玉川上水日記

このブログの内容はすべてフィクションです

このブログの内容はすべてフィクションです

怪談ではない

▼今年は特に蝉の声がにぎやか。でも、夜は意外にもひんやりしている。

 

豆腐の上に、すりおろした生姜と鰹節、そこに醤油を垂らしたものばかり食べている。もうあたくし他に何もいらない。強いて言うなら、エアコンとテレビとパソコンと本と映画とアイスとゲームと、おまえいいかげんにしろや。ということでダラダラとしているうちに過ぎる夏休み。アニメ「おそ松さん」を全話観た。小中学生とは一味違う夏休みをおくりたい。

 

 

▼近所のレンタル店までぶらぶらと。歩きにくいサンダルで出たのがいけなかったのか、片道30分もかかってしまった。それにしてもニュースで見るほど「ポケモンGO」をやっている人がいない。田舎だからかな。ここらへんにはポケモンがいないのだろうか。この道路にこびりついている細長くてひからびたドドメ色のミミズ。ポケモンってこれのことかな。間違いない。

 

 

▼集まって映画を観るだけという映画部。なぜかホラー映画部にしようとする動きがある。この流れを断固阻止したい。みんなの映画部を守りたい。というか、わたしが辞めれば丸く収まるのでは?ホラー映画部として盛り上がるのでは?嫌なことに気づいてしまった。脱退の危機。

 

 

▼夏ゆえに怪談など、と思ったものの怖い話を知らなかった。何かないかと考えてみたら、友人Aからずいぶん前に聞いた話を思い出した。もう10年以上前の話だろうか。

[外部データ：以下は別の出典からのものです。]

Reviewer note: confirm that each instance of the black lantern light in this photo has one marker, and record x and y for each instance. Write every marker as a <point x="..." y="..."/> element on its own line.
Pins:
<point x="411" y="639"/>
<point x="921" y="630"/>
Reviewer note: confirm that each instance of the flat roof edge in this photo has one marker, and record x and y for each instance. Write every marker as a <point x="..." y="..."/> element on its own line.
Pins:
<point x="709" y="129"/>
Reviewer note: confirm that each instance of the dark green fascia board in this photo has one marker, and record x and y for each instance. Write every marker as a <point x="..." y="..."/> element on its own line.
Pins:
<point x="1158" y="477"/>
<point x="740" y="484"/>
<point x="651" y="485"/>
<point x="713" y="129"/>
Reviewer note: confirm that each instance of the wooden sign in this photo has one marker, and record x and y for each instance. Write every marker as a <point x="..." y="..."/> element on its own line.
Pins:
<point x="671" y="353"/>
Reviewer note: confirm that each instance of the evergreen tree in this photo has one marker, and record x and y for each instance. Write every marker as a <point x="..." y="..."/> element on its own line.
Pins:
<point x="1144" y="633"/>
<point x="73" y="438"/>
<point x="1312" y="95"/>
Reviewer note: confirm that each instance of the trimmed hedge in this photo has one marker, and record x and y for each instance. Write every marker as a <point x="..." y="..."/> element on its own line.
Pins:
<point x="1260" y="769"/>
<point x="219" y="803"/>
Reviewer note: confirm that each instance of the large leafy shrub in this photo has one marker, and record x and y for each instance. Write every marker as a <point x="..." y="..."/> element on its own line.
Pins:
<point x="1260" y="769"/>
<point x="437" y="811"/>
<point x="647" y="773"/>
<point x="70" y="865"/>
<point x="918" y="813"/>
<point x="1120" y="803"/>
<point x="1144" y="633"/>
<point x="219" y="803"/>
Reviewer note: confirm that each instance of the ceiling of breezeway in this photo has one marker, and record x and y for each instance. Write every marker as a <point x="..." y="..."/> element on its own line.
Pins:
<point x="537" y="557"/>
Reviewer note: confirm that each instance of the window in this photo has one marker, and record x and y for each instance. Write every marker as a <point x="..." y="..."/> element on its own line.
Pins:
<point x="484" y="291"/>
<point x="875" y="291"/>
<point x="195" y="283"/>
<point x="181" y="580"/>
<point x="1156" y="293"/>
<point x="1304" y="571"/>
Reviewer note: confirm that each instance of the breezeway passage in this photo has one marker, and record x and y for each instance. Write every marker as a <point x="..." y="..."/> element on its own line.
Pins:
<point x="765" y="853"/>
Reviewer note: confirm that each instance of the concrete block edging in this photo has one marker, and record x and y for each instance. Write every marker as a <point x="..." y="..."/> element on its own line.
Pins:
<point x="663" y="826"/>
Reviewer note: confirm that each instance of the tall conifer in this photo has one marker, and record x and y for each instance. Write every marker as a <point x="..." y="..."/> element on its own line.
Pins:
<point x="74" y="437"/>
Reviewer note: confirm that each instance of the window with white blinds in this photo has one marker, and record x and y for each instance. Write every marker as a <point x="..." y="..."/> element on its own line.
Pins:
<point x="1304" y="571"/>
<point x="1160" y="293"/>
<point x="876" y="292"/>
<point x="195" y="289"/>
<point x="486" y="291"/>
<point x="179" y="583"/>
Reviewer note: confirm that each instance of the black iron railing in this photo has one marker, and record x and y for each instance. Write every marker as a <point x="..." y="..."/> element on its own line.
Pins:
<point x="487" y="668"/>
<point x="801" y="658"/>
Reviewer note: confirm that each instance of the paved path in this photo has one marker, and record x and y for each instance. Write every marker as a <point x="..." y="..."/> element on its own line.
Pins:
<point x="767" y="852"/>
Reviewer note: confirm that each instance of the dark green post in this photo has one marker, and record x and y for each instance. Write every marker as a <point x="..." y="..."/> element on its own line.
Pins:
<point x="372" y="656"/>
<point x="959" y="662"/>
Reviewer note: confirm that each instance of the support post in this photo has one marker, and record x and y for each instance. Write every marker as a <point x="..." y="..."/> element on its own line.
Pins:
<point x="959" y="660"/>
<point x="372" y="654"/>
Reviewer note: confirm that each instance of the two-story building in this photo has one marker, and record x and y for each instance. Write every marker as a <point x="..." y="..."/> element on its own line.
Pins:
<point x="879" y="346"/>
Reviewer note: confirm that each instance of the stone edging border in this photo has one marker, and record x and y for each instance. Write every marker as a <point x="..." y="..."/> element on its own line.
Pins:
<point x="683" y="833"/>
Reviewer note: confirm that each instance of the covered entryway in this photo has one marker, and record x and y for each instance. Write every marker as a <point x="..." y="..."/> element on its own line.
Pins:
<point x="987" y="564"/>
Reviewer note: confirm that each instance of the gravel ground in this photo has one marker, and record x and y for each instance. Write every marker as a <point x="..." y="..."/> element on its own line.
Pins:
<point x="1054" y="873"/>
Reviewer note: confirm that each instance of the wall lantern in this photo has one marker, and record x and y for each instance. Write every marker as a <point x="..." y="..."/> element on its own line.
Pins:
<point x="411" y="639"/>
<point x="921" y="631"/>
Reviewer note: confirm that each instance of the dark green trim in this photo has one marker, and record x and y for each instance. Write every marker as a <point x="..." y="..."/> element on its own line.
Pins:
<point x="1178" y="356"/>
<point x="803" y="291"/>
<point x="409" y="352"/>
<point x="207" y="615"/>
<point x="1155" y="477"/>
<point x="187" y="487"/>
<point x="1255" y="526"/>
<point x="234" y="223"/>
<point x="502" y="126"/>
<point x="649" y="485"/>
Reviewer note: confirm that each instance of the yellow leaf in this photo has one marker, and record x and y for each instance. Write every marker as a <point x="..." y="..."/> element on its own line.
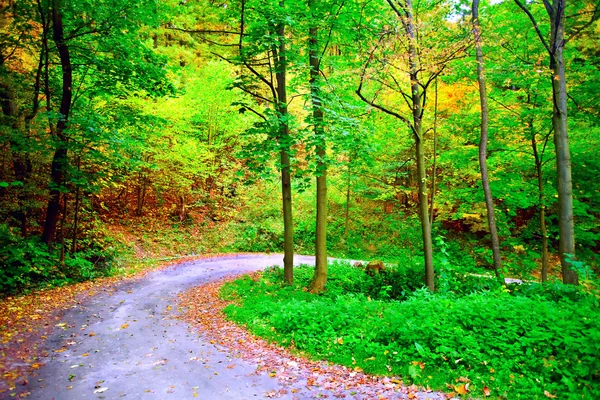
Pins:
<point x="461" y="389"/>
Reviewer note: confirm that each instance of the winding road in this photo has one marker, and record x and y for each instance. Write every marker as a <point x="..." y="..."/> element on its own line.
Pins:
<point x="128" y="343"/>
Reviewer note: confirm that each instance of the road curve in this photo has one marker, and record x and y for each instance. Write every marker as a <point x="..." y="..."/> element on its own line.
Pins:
<point x="128" y="343"/>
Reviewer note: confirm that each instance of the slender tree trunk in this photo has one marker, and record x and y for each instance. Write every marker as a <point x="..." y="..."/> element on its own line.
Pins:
<point x="141" y="195"/>
<point x="489" y="201"/>
<point x="320" y="276"/>
<point x="433" y="169"/>
<point x="347" y="207"/>
<point x="62" y="228"/>
<point x="417" y="112"/>
<point x="561" y="141"/>
<point x="60" y="158"/>
<point x="21" y="163"/>
<point x="284" y="143"/>
<point x="76" y="213"/>
<point x="542" y="200"/>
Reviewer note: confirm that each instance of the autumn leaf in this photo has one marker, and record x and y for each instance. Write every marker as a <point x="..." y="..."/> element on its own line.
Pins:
<point x="462" y="389"/>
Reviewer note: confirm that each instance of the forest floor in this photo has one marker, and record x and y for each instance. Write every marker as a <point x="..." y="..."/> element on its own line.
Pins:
<point x="162" y="336"/>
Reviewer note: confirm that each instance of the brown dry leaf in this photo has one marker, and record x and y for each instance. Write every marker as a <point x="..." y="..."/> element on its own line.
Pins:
<point x="462" y="389"/>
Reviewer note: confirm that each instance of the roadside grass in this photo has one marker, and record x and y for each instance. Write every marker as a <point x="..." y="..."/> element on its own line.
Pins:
<point x="473" y="338"/>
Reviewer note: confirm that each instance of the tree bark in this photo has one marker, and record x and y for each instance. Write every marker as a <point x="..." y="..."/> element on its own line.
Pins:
<point x="433" y="168"/>
<point x="542" y="200"/>
<point x="284" y="143"/>
<point x="489" y="201"/>
<point x="60" y="158"/>
<point x="417" y="125"/>
<point x="561" y="141"/>
<point x="319" y="279"/>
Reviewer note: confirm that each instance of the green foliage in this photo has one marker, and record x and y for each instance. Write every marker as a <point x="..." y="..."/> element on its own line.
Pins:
<point x="27" y="264"/>
<point x="537" y="338"/>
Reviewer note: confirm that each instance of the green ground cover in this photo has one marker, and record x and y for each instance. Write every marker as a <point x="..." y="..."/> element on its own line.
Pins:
<point x="534" y="341"/>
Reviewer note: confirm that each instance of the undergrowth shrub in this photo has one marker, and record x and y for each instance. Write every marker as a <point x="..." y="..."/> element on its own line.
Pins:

怖くはないです。

 

友人Aがお盆に田舎へ帰ったときのこと。Aの田舎は東京から車で4,5時間ぐらいの山に囲まれた田舎町で、住人はみな顔見知りというような小さな所らしい。昼の用事が長引いてしまいAの到着は深夜になってしまった。山の近くには墓地があって、Aが車で墓地のそばを通り過ぎたとき、3,4人の軍服姿の男が歩いているのが見えたという。軍服について詳しくは聞かなかったけど、第二次大戦中の日本陸軍のものなのだろう。

 

彼らが進む方向には山しかないのだが、彼らは車では入れない細い山道を上っていったという。だが、ちょっと奇妙だったのは男たちの一人が台車のようなものを押していたこと。台車の上には黒い大きなポリ袋のようなものが載っていたらしい。Aは幽霊を見たと思い、一度は車を停めたものの、怖くなってすぐにその場を離れたという。

 

ただこれだけの話なのだ。Aのことは子供の頃から知っているが、注目を集めたくて嘘をいうようなタイプではない。Aが嘘をついたことはあったかもしれないが思い出せないぐらいだ。この話をAから聞いたあと、何度もAには会っているが再びこの話をされたこともない。本人ももうまったく気にしてないのだろう。幽霊や、その手の話をAから聞いたことは他にはない。

 

そうやって考えると、Aが見たものはなんだったのか。干してある白いタオルを白装束の女と見間違えるような、恐怖心が起こす単なる見間違いがもっともありそうだし、きっとそうなのだろう。だけど台車を押していたというのが気になる。軍服なのに台車というのが時代がごちゃまぜで何か変だ。

 

本当に素直に考えるとすれば、やはり軍服姿の男たちが台車を押していたということになる。なぜ彼らが軍服を着ていたかといえば、怪しい行動をとがめられても「肝試しの準備をしていた」などと言い訳がきくからかもしれない。となると、黒い袋の中身はやはり、ねえ、死体でしょ?死体なんでしょ?死体だったらいいなあ!

 

Aに、田舎で行方不明になった人はいないか聞いたのだが、そんな人はいないという。そうかー、いないかー、安心したー、心の底から安心した‥‥。

 

あああああ!なんてつまらないのでしょう!次からは、行方不明者が出てから話を持ってきてもらいたいもの。

 

とすると、Aの見たものはなんなのか。やはり単なる見間違いで軍服姿の男などいなかったのかもしれない。それとも本当によからぬ物を埋めにいく怪しげな男たちなのか。はたまた、台車を押す軍服の幽霊ということもありうる。時代がごちゃまぜだけど、幽霊なんだからそんなルールなど守る必要はない。鎧兜でスマホ片手にマシンガンを連射する幽霊がいたっていいじゃないか。わたしはそういう人こそ応援していきたい。なにこの終わり方。